We (probably) can't fix what Nabucasa STT says it understands, but maybe we can change the displayed sentence in the prompt ?

I thought of something like this :
[mets!|mais] [le] volume [à|a] {volume} [pourcent|%]
with ! after the word that is the correct one.

that ways even if Nabucasa STT understands mais volume à 10 % it will write it as mets volume à 10 %
this could also work in expansion rules.

to go even further, we could even imagine displaying mets le volume à 10 % even if mais volume 10 was understood/said.
with a sentence written like this :
[mets!|mais]! [le]! volume [à|a]! {volume} [pourcent|%!]!
notice the ! after the ] as a way to allow the word not to be said, but still keeping it in the displayed sentence.
when using []! syntax if there is no ! inside [] it will keep the first option.

side note : i do feel like this was more a https://github.com/home-assistant/hassil issue, but most of the other in this project too.

@tetele
Copy link
Contributor

tetele commented Aug 10, 2023

We (probably) can't fix what Nabucasa STT says it understands, but maybe we can change the displayed sentence in the prompt ?

You can't do that. Whatever the STT engine understands (whichever STT engine you use), that's what gets passed on in the pipeline to the intent recognition engine, not the other way around.

That's only fixable in one of two ways:

  • better STT model for your language (this is outside HA's scope)
  • if the STT engine supports it, multiple potential STT results with corresponding confidence scores, all of which should be parsed, in order of confidence, until one of them matches a possible sentence (this is in HA core's scope, not the intents repo)

I am not sure the second option is available in the underpinnings of the Nabu Casa STT engine, but maybe it's something @synesthesiam wants to take a look at.

notice the ! after the ] as a way to allow the word not to be said, but still keeping it in the displayed sentence.

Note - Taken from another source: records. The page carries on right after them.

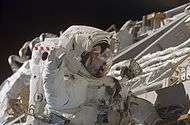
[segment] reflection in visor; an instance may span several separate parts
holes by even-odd
[[[102,50],[101,46],[96,45],[86,56],[84,66],[91,75],[100,78],[107,73],[112,60],[110,48]]]

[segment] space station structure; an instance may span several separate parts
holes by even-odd
[[[106,77],[117,83],[111,90],[105,89],[109,93],[109,99],[104,100],[108,111],[105,113],[103,108],[103,114],[94,116],[94,125],[190,124],[190,3],[144,15],[141,21],[129,20],[119,30],[114,26],[105,31],[89,26],[71,27],[59,35],[42,33],[26,42],[19,56],[9,57],[13,74],[0,87],[0,124],[25,125],[31,119],[48,124],[51,118],[44,115],[47,95],[42,74],[45,60],[53,48],[59,50],[55,54],[59,58],[67,53],[67,45],[77,48],[77,44],[67,43],[64,35],[72,38],[76,33],[87,35],[94,31],[100,36],[110,34],[106,39],[111,39],[113,58]],[[65,45],[61,50],[60,43]],[[74,58],[75,64],[71,70],[78,71],[75,57],[70,58]],[[74,79],[72,74],[63,77]],[[69,125],[74,116],[61,117]]]

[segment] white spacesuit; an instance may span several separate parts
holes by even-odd
[[[71,26],[58,39],[43,59],[43,68],[37,68],[38,73],[34,71],[38,76],[35,73],[31,76],[37,80],[31,78],[29,105],[38,105],[34,98],[42,74],[45,110],[50,123],[64,124],[69,120],[73,125],[93,125],[99,122],[99,103],[106,101],[105,86],[114,85],[113,78],[106,77],[112,60],[112,35],[92,27]],[[45,41],[37,46],[47,45]],[[39,56],[32,56],[31,69]],[[33,124],[42,123],[35,119]]]

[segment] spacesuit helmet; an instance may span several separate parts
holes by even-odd
[[[82,64],[94,77],[101,78],[107,74],[112,64],[112,51],[106,41],[99,42],[82,54]]]

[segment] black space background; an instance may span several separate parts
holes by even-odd
[[[11,75],[7,58],[43,32],[58,34],[70,25],[120,28],[128,19],[165,11],[189,0],[0,0],[0,83]]]

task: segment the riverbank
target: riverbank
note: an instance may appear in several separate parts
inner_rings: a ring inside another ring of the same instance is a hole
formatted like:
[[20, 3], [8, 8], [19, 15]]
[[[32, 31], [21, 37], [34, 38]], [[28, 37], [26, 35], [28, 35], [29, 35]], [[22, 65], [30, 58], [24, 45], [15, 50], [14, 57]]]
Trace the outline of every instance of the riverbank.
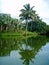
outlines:
[[[36, 37], [38, 34], [36, 32], [29, 32], [27, 31], [27, 37]], [[26, 37], [25, 31], [21, 32], [0, 32], [0, 37], [7, 38], [7, 37]]]

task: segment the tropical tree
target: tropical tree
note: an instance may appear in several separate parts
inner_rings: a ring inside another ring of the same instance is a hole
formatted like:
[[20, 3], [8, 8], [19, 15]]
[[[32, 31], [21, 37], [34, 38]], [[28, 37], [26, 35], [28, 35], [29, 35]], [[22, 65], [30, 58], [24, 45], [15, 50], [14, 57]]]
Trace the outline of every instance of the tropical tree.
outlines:
[[[24, 9], [21, 9], [20, 19], [26, 21], [26, 35], [27, 35], [27, 27], [28, 27], [28, 20], [34, 20], [35, 11], [33, 10], [33, 7], [30, 7], [30, 4], [24, 5]], [[31, 25], [32, 26], [32, 25]]]
[[10, 14], [0, 14], [0, 30], [6, 30], [8, 29], [8, 24], [11, 22], [11, 16]]

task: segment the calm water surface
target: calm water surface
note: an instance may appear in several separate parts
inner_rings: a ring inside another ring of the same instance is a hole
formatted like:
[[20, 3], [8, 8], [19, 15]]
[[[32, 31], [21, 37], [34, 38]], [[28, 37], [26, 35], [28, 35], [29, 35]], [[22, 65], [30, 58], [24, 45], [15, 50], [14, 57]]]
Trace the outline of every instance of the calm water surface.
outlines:
[[49, 65], [49, 38], [0, 38], [0, 65]]

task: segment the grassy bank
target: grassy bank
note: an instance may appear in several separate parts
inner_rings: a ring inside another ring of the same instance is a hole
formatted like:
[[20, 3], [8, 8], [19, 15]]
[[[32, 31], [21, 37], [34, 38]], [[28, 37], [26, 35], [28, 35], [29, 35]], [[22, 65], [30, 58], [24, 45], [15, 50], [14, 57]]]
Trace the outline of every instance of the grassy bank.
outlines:
[[[36, 37], [38, 34], [36, 32], [28, 32], [27, 31], [27, 37], [34, 36]], [[1, 32], [0, 37], [7, 38], [7, 37], [26, 37], [25, 31], [21, 32]]]

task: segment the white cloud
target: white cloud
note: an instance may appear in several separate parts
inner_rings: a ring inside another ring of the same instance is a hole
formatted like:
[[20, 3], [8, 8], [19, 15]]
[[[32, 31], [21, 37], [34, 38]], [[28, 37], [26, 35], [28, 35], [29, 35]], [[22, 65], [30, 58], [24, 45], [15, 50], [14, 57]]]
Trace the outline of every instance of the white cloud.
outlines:
[[44, 21], [49, 20], [49, 6], [44, 0], [2, 0], [2, 12], [10, 13], [12, 16], [19, 16], [20, 10], [23, 5], [30, 3], [31, 6], [35, 6], [35, 10]]

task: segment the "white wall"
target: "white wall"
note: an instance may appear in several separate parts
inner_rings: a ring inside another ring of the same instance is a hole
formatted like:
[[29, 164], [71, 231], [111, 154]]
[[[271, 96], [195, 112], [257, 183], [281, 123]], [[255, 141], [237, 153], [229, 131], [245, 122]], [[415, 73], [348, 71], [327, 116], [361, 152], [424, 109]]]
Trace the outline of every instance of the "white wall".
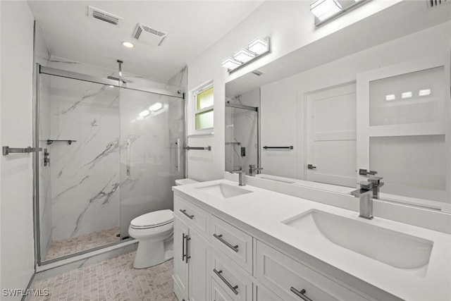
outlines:
[[[188, 91], [214, 80], [214, 134], [188, 137], [190, 146], [212, 147], [211, 152], [189, 154], [188, 176], [199, 180], [221, 178], [225, 165], [225, 85], [226, 82], [258, 68], [282, 56], [324, 37], [398, 1], [371, 1], [315, 30], [309, 1], [266, 1], [218, 42], [188, 63]], [[256, 37], [271, 37], [271, 53], [228, 75], [221, 63]], [[188, 100], [192, 96], [188, 93]], [[192, 118], [192, 116], [187, 116]]]
[[[0, 144], [26, 147], [32, 138], [33, 17], [25, 1], [2, 1], [0, 6]], [[0, 161], [1, 286], [25, 289], [34, 272], [32, 157], [11, 154]]]
[[307, 164], [304, 122], [307, 93], [355, 81], [357, 73], [431, 54], [445, 60], [449, 55], [450, 28], [451, 22], [434, 26], [261, 87], [262, 145], [295, 146], [295, 152], [283, 154], [262, 152], [264, 173], [303, 178]]

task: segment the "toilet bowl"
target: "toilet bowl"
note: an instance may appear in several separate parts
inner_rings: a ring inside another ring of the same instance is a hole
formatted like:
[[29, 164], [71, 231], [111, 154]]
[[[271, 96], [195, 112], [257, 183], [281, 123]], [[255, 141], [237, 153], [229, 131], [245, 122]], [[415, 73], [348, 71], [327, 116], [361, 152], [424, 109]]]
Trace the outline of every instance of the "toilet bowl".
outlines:
[[128, 234], [138, 240], [133, 267], [144, 269], [171, 259], [173, 231], [172, 210], [159, 210], [132, 220]]
[[[191, 179], [176, 180], [176, 185], [197, 183]], [[128, 235], [138, 240], [133, 267], [144, 269], [173, 257], [174, 216], [170, 209], [159, 210], [137, 216], [128, 227]]]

What is the use case here? I mean... if you don't say the words and the recognized words get passed on to the intent recognition service (e.g. volume à 60 %), which needs to match to your sentence ([mets!|mais]! [le]! volume [à|a]! {volume} [pourcent|%!]!), who cares what gets displayed? The intent recognition has already taken place at this point, right?

@pixeye33
Copy link
Author

pixeye33 commented Aug 10, 2023

You can't do that. Whatever the STT engine understands (whichever STT engine you use), that's what gets passed on in the pipeline to the intent recognition engine, not the other way around.

I'm aware, i'm not suggesting intent -> STT engine flow.

here is put another way :
I say mets
STT understands mais
Intent recognition engine matches [mets!|mais]
what i'm suggesting is to rewrite the end result, unsing the intent string that matched as a "regexp" : mets instead of mais. only for display purposes.
I don't care if STT understood mais, as long as the action is triggered, but it makes me cry to see mais written, as if i did not know how to spell.

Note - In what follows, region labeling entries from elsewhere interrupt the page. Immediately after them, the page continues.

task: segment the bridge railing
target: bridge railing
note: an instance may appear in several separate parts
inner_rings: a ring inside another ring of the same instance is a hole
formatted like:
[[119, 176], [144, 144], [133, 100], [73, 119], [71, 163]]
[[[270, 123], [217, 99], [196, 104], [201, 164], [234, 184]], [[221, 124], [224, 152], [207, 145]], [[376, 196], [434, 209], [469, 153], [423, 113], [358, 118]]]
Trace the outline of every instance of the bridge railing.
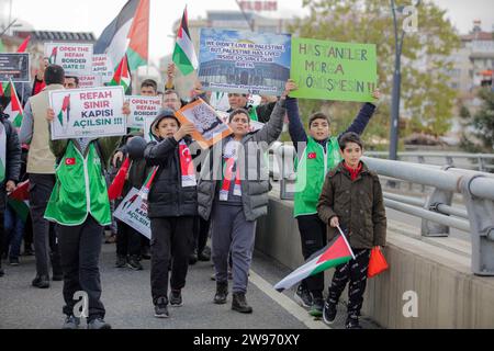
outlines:
[[[293, 146], [276, 143], [271, 149], [270, 173], [280, 181], [280, 199], [293, 200]], [[364, 157], [381, 178], [427, 186], [427, 200], [384, 192], [390, 208], [422, 218], [422, 236], [447, 237], [450, 228], [471, 234], [471, 269], [476, 275], [494, 276], [494, 174], [450, 166], [420, 165]], [[453, 205], [457, 195], [464, 207]]]
[[[367, 151], [366, 156], [386, 159], [386, 151]], [[400, 161], [423, 165], [450, 166], [461, 169], [494, 172], [494, 154], [405, 151], [397, 154]]]

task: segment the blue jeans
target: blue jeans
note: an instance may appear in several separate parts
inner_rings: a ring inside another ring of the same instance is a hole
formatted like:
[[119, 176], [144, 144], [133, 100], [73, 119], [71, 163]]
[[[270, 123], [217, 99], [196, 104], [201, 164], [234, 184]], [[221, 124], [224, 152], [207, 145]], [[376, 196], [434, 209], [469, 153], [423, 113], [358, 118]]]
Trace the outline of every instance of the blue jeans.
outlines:
[[5, 230], [5, 251], [10, 252], [9, 258], [19, 258], [21, 254], [21, 244], [22, 238], [24, 237], [25, 224], [9, 205], [5, 207], [5, 216], [3, 220]]

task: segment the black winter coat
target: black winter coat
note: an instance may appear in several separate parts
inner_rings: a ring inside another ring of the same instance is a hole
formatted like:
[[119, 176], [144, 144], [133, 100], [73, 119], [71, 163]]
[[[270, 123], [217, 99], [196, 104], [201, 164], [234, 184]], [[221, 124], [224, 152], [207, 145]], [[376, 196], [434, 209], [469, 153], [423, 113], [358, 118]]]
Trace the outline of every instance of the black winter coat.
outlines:
[[[184, 139], [187, 145], [191, 139]], [[159, 166], [148, 196], [148, 216], [179, 217], [198, 215], [197, 186], [182, 188], [179, 143], [175, 138], [151, 141], [144, 151], [148, 166]]]

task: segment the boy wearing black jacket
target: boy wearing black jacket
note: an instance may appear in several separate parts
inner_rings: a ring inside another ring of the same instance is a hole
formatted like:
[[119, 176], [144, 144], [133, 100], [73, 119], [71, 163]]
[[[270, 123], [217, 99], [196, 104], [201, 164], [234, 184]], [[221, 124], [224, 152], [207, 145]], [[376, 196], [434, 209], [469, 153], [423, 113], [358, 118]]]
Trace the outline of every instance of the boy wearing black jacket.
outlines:
[[[155, 317], [168, 318], [168, 304], [182, 306], [189, 256], [193, 247], [193, 226], [198, 215], [195, 176], [187, 137], [192, 124], [180, 125], [173, 111], [164, 109], [151, 124], [158, 141], [147, 145], [148, 166], [159, 167], [149, 190], [148, 216], [151, 224], [151, 295]], [[190, 170], [184, 173], [182, 170]], [[168, 297], [168, 267], [173, 252]]]

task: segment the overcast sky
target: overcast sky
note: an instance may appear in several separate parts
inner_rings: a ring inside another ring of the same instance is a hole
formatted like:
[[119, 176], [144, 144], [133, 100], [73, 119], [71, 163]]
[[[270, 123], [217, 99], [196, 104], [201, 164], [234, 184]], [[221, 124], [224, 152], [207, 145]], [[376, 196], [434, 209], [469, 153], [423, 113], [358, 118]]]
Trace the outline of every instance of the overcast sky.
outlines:
[[[412, 3], [413, 0], [409, 0]], [[426, 0], [427, 1], [427, 0]], [[428, 0], [430, 1], [430, 0]], [[494, 24], [494, 0], [434, 0], [448, 10], [448, 16], [461, 33], [482, 20], [484, 31]], [[0, 0], [0, 11], [8, 14], [10, 0]], [[31, 23], [35, 30], [93, 32], [97, 36], [115, 18], [126, 0], [12, 0], [12, 18]], [[415, 0], [414, 0], [415, 2]], [[3, 3], [3, 7], [1, 7]], [[237, 10], [235, 0], [151, 0], [150, 57], [156, 61], [170, 54], [173, 46], [171, 26], [188, 4], [189, 19], [205, 16], [206, 10]], [[279, 0], [276, 16], [300, 14], [302, 0]], [[269, 12], [265, 12], [269, 16]]]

Confidence scores, if they exist are probably the better way, i agree :
I say mets
STT understands mais (90%) or mets (70%)
Intent matches [mets]

but the implementation of that solution is probably more complex, far in the future and SST engine dependant, than a simple rewrite of the displayed text.

What is the use case here? who cares what gets displayed? The intent recognition has already taken place at this point, right?

Yes, intent has already happen, action too.
but reading a full sentence is more apealing, than a bunch of keywords.

Note : I'm conviced that in the future, we will say less words (laziness), and yet have a full sentence written (more satisfying), this was a way to have that without much additional work.

@tetele
Copy link
Contributor

tetele commented Aug 10, 2023

what i'm suggesting is to rewrite the end result, unsing the intent string that matched as a "regexp" : mets instead of mais. only for display purposes.

Written where? In the Assist dialog box? That gets displayed before any intent matching is done.

Also, the plan is to only recognize grammatically correct sentences in order to train a recognition model that can "catch" more sentences than just those which were manually defined, so recognizing mais le volume a 90% is just a band-aid on a broken bone which will do more harm than good in the long run.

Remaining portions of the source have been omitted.